A common sight in the game when a batsman just fended off a rising delivery. The ball had hit the inside of the bat and was going between the batsman and the wickets. The batsman instinctively turned around, to track the ball moving towards the wickets behind him when the non-striker came darting towards his side for a single. Realizing the non-striker was already close to his crease, the batsman set off for the other side, but slipped, lost grip over his bat, yet picked himself to run without the bat but saw the bowler effecting the run-out off a throw from the fielding team.
A batsman jumped in the air to avoid being hit on the foot by the rushing ball for an attempted run out. The moment the ball hit the wickets was also the moment when the batsman had jumped, the bat also being in the air. He had just run himself out!
Many of them have starred the star, legendary Pakistani Batsman Inzamam-ul-haq. Multiple times, as a non-striker still in his crease, he would simply turn away the batsman in a very languid manner, while he was darting at the other side for a quick single! Once umpired had to consult among themselves for whom to be declared run out. Inzamam hit a shot, moved out for a single even as the non-striker dashed at the batting end. Unable to pick pace Inzamam tried to veer back at the batting crease. Though by this time the non-striking batsman, Ijaz Ahmed, had crossed Inzamam. The umpired had to concur among themselves as who to give out since the bails had been dislodged at the other end! It was a photo finish among two batsmen of the same team to avoid being given run out.
Scenes of both batsmen slipping amidst the pitch, Bowlers on their follow-through or recouping from it colliding with the batsman on, alongside the pitch.

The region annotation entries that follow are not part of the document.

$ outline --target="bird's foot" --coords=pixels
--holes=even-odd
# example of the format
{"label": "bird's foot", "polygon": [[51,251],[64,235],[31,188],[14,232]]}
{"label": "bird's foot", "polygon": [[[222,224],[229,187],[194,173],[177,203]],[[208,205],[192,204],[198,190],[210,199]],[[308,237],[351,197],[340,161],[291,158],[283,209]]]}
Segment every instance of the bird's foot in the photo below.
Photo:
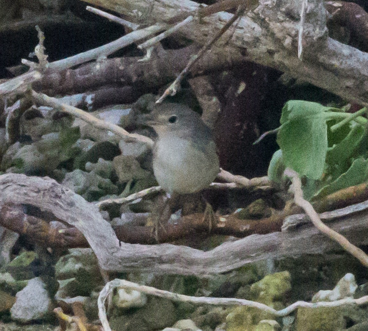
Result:
{"label": "bird's foot", "polygon": [[206,202],[206,208],[204,213],[203,221],[204,223],[208,222],[208,232],[209,233],[217,224],[215,212],[212,206],[207,201]]}

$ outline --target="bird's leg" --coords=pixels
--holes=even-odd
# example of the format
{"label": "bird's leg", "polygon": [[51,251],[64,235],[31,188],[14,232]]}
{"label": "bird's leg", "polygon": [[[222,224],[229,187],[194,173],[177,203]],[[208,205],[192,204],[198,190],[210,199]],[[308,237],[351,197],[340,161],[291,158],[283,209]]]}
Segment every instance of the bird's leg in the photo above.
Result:
{"label": "bird's leg", "polygon": [[151,219],[146,225],[153,227],[152,233],[154,233],[155,238],[158,243],[159,228],[161,227],[164,233],[166,230],[164,224],[167,223],[171,216],[170,198],[169,195],[161,195],[156,201],[156,203],[151,214]]}
{"label": "bird's leg", "polygon": [[208,232],[210,233],[212,229],[217,224],[215,212],[212,206],[207,201],[206,202],[206,208],[204,212],[202,221],[204,223],[207,220],[208,220]]}
{"label": "bird's leg", "polygon": [[217,224],[216,218],[212,206],[204,198],[201,192],[181,196],[182,213],[183,215],[193,213],[204,213],[202,221],[208,222],[209,232],[210,232]]}

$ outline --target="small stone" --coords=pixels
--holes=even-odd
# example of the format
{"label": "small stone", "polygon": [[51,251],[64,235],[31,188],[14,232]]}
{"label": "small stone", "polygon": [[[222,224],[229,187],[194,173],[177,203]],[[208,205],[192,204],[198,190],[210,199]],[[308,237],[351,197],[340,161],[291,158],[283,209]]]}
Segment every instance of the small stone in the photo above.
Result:
{"label": "small stone", "polygon": [[257,324],[254,331],[279,331],[281,328],[274,320],[262,320]]}
{"label": "small stone", "polygon": [[135,290],[119,289],[113,300],[117,307],[127,309],[143,307],[147,302],[147,296]]}
{"label": "small stone", "polygon": [[353,297],[358,285],[352,273],[347,273],[337,283],[333,290],[321,290],[312,298],[312,302],[335,301],[344,298]]}
{"label": "small stone", "polygon": [[173,327],[177,328],[180,330],[199,331],[199,328],[195,325],[194,322],[189,319],[180,320],[173,325]]}
{"label": "small stone", "polygon": [[27,286],[15,295],[15,302],[10,309],[11,318],[26,323],[44,319],[52,313],[52,302],[45,286],[39,277],[30,280]]}

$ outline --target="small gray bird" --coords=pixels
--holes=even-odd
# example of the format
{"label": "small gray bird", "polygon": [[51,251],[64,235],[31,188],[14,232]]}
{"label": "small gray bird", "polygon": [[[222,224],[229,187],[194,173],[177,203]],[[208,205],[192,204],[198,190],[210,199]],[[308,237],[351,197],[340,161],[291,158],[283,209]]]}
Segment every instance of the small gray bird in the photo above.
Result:
{"label": "small gray bird", "polygon": [[216,178],[220,171],[216,145],[198,113],[183,105],[165,103],[146,115],[145,122],[158,136],[153,172],[167,193],[197,192]]}

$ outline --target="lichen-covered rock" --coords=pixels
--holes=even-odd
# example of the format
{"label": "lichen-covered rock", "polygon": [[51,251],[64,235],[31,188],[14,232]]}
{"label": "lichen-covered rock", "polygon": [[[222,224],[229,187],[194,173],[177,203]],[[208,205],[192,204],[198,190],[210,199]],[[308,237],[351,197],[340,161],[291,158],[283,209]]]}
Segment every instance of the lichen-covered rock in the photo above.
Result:
{"label": "lichen-covered rock", "polygon": [[1,268],[2,272],[8,272],[14,279],[19,281],[33,278],[32,264],[37,258],[33,251],[25,251]]}
{"label": "lichen-covered rock", "polygon": [[119,289],[113,299],[116,307],[124,309],[143,307],[147,302],[147,296],[131,289]]}
{"label": "lichen-covered rock", "polygon": [[226,318],[226,331],[253,331],[256,325],[263,320],[270,320],[271,314],[255,308],[245,306],[236,307]]}
{"label": "lichen-covered rock", "polygon": [[298,308],[296,331],[342,331],[346,326],[342,313],[339,307]]}
{"label": "lichen-covered rock", "polygon": [[28,280],[16,281],[8,272],[0,273],[0,289],[3,291],[16,293],[24,289]]}
{"label": "lichen-covered rock", "polygon": [[79,169],[67,173],[62,184],[89,202],[108,194],[116,194],[118,191],[110,179]]}
{"label": "lichen-covered rock", "polygon": [[79,137],[78,128],[66,129],[45,135],[31,144],[16,143],[4,155],[1,168],[8,172],[50,175],[60,163],[79,153],[72,147]]}
{"label": "lichen-covered rock", "polygon": [[[92,115],[104,121],[123,128],[131,125],[134,120],[134,112],[129,105],[109,105],[90,113]],[[74,126],[79,126],[81,137],[94,141],[110,141],[118,143],[120,137],[105,129],[99,129],[82,120],[76,118]]]}
{"label": "lichen-covered rock", "polygon": [[126,183],[132,179],[142,179],[151,174],[149,171],[142,169],[138,161],[132,156],[116,157],[113,161],[113,167],[120,183]]}
{"label": "lichen-covered rock", "polygon": [[22,323],[49,318],[53,306],[45,287],[40,278],[31,279],[15,295],[15,302],[10,309],[11,318]]}
{"label": "lichen-covered rock", "polygon": [[8,310],[15,302],[15,298],[7,292],[0,290],[0,313]]}
{"label": "lichen-covered rock", "polygon": [[133,314],[112,316],[112,329],[119,331],[148,331],[172,325],[177,320],[174,304],[170,300],[151,297],[147,304]]}
{"label": "lichen-covered rock", "polygon": [[291,288],[290,274],[288,271],[268,275],[251,286],[251,300],[264,303],[276,309],[280,309],[278,300],[282,299],[285,293]]}
{"label": "lichen-covered rock", "polygon": [[[333,290],[319,291],[314,296],[313,300],[329,302],[351,297],[357,287],[354,275],[347,273],[340,279]],[[367,320],[366,309],[356,306],[300,307],[297,312],[295,330],[296,331],[339,331],[346,330],[348,325],[364,323]]]}
{"label": "lichen-covered rock", "polygon": [[193,330],[193,331],[200,331],[200,330],[191,320],[180,320],[178,321],[174,325],[173,327],[178,329],[180,330]]}
{"label": "lichen-covered rock", "polygon": [[279,331],[281,328],[275,320],[262,320],[257,324],[254,331]]}
{"label": "lichen-covered rock", "polygon": [[55,265],[55,276],[61,286],[57,295],[88,296],[103,284],[97,259],[91,248],[71,248],[69,251]]}
{"label": "lichen-covered rock", "polygon": [[72,122],[72,116],[56,109],[44,106],[32,108],[21,118],[20,133],[37,141],[44,135],[68,129]]}
{"label": "lichen-covered rock", "polygon": [[266,202],[263,199],[259,199],[253,201],[246,208],[238,211],[236,215],[237,217],[240,219],[259,219],[269,217],[272,213],[272,210]]}
{"label": "lichen-covered rock", "polygon": [[312,302],[334,301],[346,297],[353,297],[358,285],[352,273],[347,273],[337,283],[333,290],[321,290],[312,298]]}

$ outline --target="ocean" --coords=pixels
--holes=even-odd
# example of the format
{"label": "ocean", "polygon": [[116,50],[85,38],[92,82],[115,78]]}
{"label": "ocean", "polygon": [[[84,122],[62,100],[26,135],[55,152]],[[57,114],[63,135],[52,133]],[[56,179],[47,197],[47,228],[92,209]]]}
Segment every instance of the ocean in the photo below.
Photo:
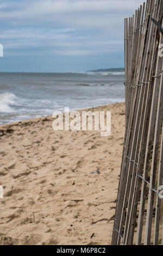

A situation where the batsman on strike not having an intent for single even as the non-striker already went past him in his crease. The bowler picked up the ball and instead of throwing it at the wickets or to the fielders who had converged around the wickets, ran with the ball towards the vacant non-striker crease with the shot-maker behind now trying to out-run him. Or the throw from the keeper not collected properly but bails dislodged on the second attempt.
Amusingly a mix-up saw both batsmen running towards the same side of the crease, each one alongside the bowler. The fielder collected the ball and threw it at the non-striker’s end where the batsmen were scampering and the bowler stood. Instead of letting the ball go to the stumps, the bowler collected the ball and run towards the now vacant side of the striking batsman’s crease and effected a unique run-out!
Funnily enough, the batsman hit the ball that went to the boundary. It was set to be an easy couple. And it began so. After the first run, the striking batsman turned to run the second back at his crease when he slipped immediately post taking the first run. The non-striker was running back with his eyes only on the ball unmindful of the slip of his batting partner. He was halfway through in his second run, eyes still on the ball, when he looked upto his partner and realized his slipping on the pitch. In the same instant as his sight suddenly drifted from the ball back to his batting partner. he himself slipped, losing his wicket!